Inter-Service Communication
How services talk to each other. The event store is the central nervous system.
The Pattern: Log-Based Architecture
Services don't call each other directly. They communicate through a shared, append-only event log.
Each service has a clear role:
| Service | Reads | Writes | Role |
|---|---|---|---|
| Book-E | — | Proposals | Proposes actions based on user input |
| Accounting API | Approved events | Execution results | Executes approved actions against Folio/Fiken |
| Review-E | Proposals | Approvals/Rejections | Reviews proposals, approves or rejects |
| CronJob | — | Check results | Triggers periodic compliance checks |
Why Not Direct HTTP Calls?
Direct coupling
Book-E → Review-E → Accounting API → Folio
- If Review-E is down, Book-E fails
- If Accounting API is slow, everything is slow
- Adding a new service means changing existing services
- No audit trail of what happened
Event-driven
Book-E → Event Store ← Review-E / Accounting API
- Services are independent — restart one without affecting others
- Natural audit trail (the event log IS the history)

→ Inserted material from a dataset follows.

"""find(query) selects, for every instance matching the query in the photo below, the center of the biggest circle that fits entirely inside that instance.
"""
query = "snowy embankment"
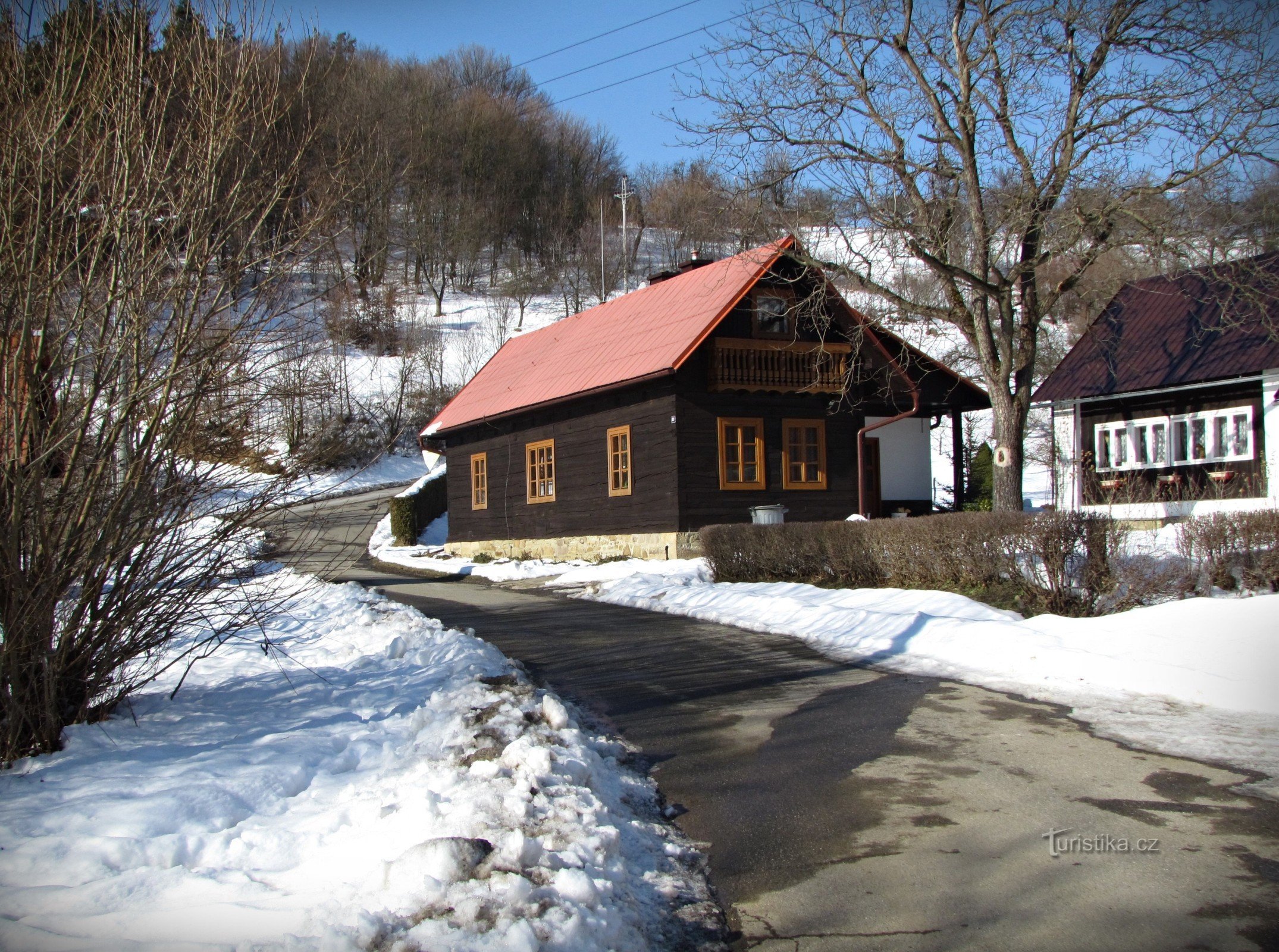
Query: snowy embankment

- Add new services by subscribing to events
- Retry failed operations by replaying events
Communication Patterns
Pattern 1: Proposal → Review → Execute
The primary pattern for write operations.
Each step is a separate event. Each service reads only the events it cares about.
Pattern 2: Query (Direct HTTP)
Read-only queries bypass the event store. No event needed for reading data.
Book-E → GET /folio/balance → Accounting API → Folio API → response
Why direct HTTP for reads? No side effects. Latency matters. No review needed.
Pattern 3: Cron Check → Notification
Daily proactive checks. CronJob calls Accounting API, which queries Folio/Fiken and returns results. Book-E posts summary to Discord.
Event Store as Integration Layer
1. Communication Bus
Services write and read events. No direct service-to-service calls for writes.
2. Audit Log
Every action is recorded with: who, what, when, why, and the result.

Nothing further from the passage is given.